La batalla por el proyecto misceláneo de reactivación y reconstrucción llegó a un punto de quiebre este martes. Jorge Quiroz, ministro de Hacienda, y Paulina Vodanovic, senadora y presidenta del Partido Socialista (PS), se enfrentaron en un seminario de La Tercera. El choque ocurrió horas antes de que los comités parlamentarios definan si el Senado vota esta tarde la idea de legislar de la iniciativa.

Quiroz fue directo: quiere la votación hoy. Argumentó que Chile "le ha puesto impuestos al crecimiento" y que seguir postergando no es viable. "Sin proyecto y crecimiento, el escenario es insostenible", dijo. El Ejecutivo espera que el Senado vote en general esta tarde y que la suma urgencia sobre el proyecto se mantenga durante la discusión particular.

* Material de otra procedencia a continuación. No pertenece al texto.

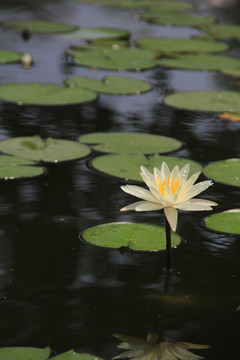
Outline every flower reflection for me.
[113,333,209,360]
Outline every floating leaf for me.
[205,209,240,234]
[79,132,182,154]
[135,38,228,53]
[164,90,240,113]
[91,154,202,181]
[1,20,78,34]
[0,135,91,162]
[203,159,240,186]
[0,83,97,105]
[0,347,50,360]
[0,155,44,180]
[158,54,240,71]
[81,222,181,251]
[66,75,151,95]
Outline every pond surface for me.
[0,0,240,360]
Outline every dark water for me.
[0,0,240,360]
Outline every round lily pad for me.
[1,20,78,34]
[80,222,181,251]
[158,54,240,71]
[91,154,202,181]
[0,83,97,105]
[135,38,228,53]
[79,132,182,154]
[203,159,240,186]
[0,347,50,360]
[164,90,240,113]
[0,135,91,162]
[0,155,44,180]
[66,75,151,95]
[67,46,157,71]
[205,209,240,234]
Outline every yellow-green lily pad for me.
[79,132,182,154]
[203,159,240,186]
[0,135,91,162]
[0,83,98,105]
[205,209,240,234]
[164,90,240,113]
[135,37,228,53]
[80,222,181,251]
[91,154,202,181]
[66,75,151,95]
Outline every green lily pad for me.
[1,20,78,34]
[135,38,228,53]
[0,135,91,162]
[203,159,240,186]
[0,83,97,105]
[66,75,151,95]
[91,154,202,182]
[79,132,182,154]
[0,155,44,180]
[158,54,240,71]
[67,46,157,71]
[0,347,50,360]
[205,209,240,234]
[81,222,181,251]
[164,90,240,113]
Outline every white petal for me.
[164,207,178,231]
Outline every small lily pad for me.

Vodanovic no tardó en responder. Dijo sentir que "la suerte ya está echada" y anticipó la posición de su partido: si se vota hoy sin negociación previa, el PS votará en contra. "Esto demuestra una conducta de no querer escuchar", afirmó. Para ella, el gobierno trata al Senado como un mero trámite.

La presidenta del PS llamó "pantomima" al proceso de diálogo con el Ejecutivo. Señaló que las exposiciones técnicas sobre la iniciativa convergieron en una sola certeza: habrá menor recaudación fiscal para el Estado.

El cruce se produce en un momento de alta tensión legislativa. Sectores de la oposición venían pidiendo aplazar la votación hasta la primera semana de julio, al regreso de la semana regional. El gobierno descartó esa alternativa.

Desde la derecha, el senador Arturo Squella, del Partido Republicano, fijó los límites de las negociaciones en curso. Para Squella, ceder demasiado para sumar votos no es una salida aceptable: "Si para lograr esa mayor cantidad de votos favorables vas a debilitar y licuar el efecto que querías conseguir con este proyecto, prefiero ganar por un voto", sostuvo.

Los comités parlamentarios del Senado se reúnen a las 15:00 horas para definir la tabla. Si el PS cumple su amenaza, el gobierno necesita los votos de Chile Vamos y el Partido Republicano. Sin esos respaldos, la iniciativa no supera el primer trámite legislativo.